When all the extroverts were losing their minds because of COVID induced forced WFH, I frankly had no sympathy (and even a little sadistically felt a little glee). Didn't like your work environment for just one or two years? Cry me a river little extrovert and try it for a whole life time.
Hear, hear. This is especially tricky since being an introvert doesn't mean that one is completely unable to interact with people, just that it's super draining. "You an introvert? Impossible." - is a typical reaction. WFH is a massive quality of life improvement.
I used to be more exhausted from 5-6 hours of in person meeting than 5-6 hours of camera off zoom meetings. Sometimes I do things like fold laundry or eat lunch during meetings where I dont need to talk and this gives me time to have an actual break later.
Yeah - last job I had was a nightmare of 5-6 hours per day meetings. Not a good fit at all. Current one is much better, better team, maybe 1 meeting 4 days a week at most (who does standup on Friday anyway? Nobody)
We do standup once a week and I think even that is too much. Our team is too big. There's like 30 of us, we barely fit in even the large meeting rooms. No one listens to what anyone else has to say. I don't know who the meeting is for. It's not like any of us are even working on the same project. One person per project or you'll never get promoted; even the managers admit that.
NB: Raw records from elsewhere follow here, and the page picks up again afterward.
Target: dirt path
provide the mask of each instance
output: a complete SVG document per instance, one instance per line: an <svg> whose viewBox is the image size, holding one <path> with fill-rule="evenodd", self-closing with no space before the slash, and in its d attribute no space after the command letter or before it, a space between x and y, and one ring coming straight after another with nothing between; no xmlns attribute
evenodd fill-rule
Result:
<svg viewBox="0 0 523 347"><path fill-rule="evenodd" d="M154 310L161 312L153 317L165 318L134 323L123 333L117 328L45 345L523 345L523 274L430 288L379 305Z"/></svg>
^ this. Thanks for putting this into words, I have always felt the same way and just haven't been able to be aware of it in a way that allowed it to come out verbally.
Maybe you don't need to talk to people all day at work if you could do your work without talking to them all day long during WFH. Work places must be quite, it's not for chatting with others.
If you are bored of office, you take a leave or you quit the work, problem solved. If you are bored of work at home, there's no place you go.
Being an introvert, I always used to be exhausted at the end of the work week. I liked my coworkers a lot, and I liked spending time around them, but it didn't matter, I'd still feel wrung out at the end of the day. And by the end of the week, each day's exhaustion would have accumulated to the point where I needed two days spent doing absolutely nothing just to feel right again.
Going for a weekend trip? Impossible, I barely want to shop for groceries. Hanging out with friends? Not going to happen, I talk to people all day at work. The weekend didn't feel like a vacation, it felt like a time to catch my breath, and nothing more than that.
Since WFH, I don't run my batteries down during the week, and suddenly I have all this energy on Saturday and Sunday. I've taken up new hobbies, I visit places, I catch up with friends, I exercise, I go to restaurants. I've done more interesting stuff in the last 4 years than in the previous 10, because suddenly I have usable time and available energy. I thought I was a homebody, turns out I'm not. Imagine not finding that out for the first 20 years of your career! I'm not going back to the office, that's for sure.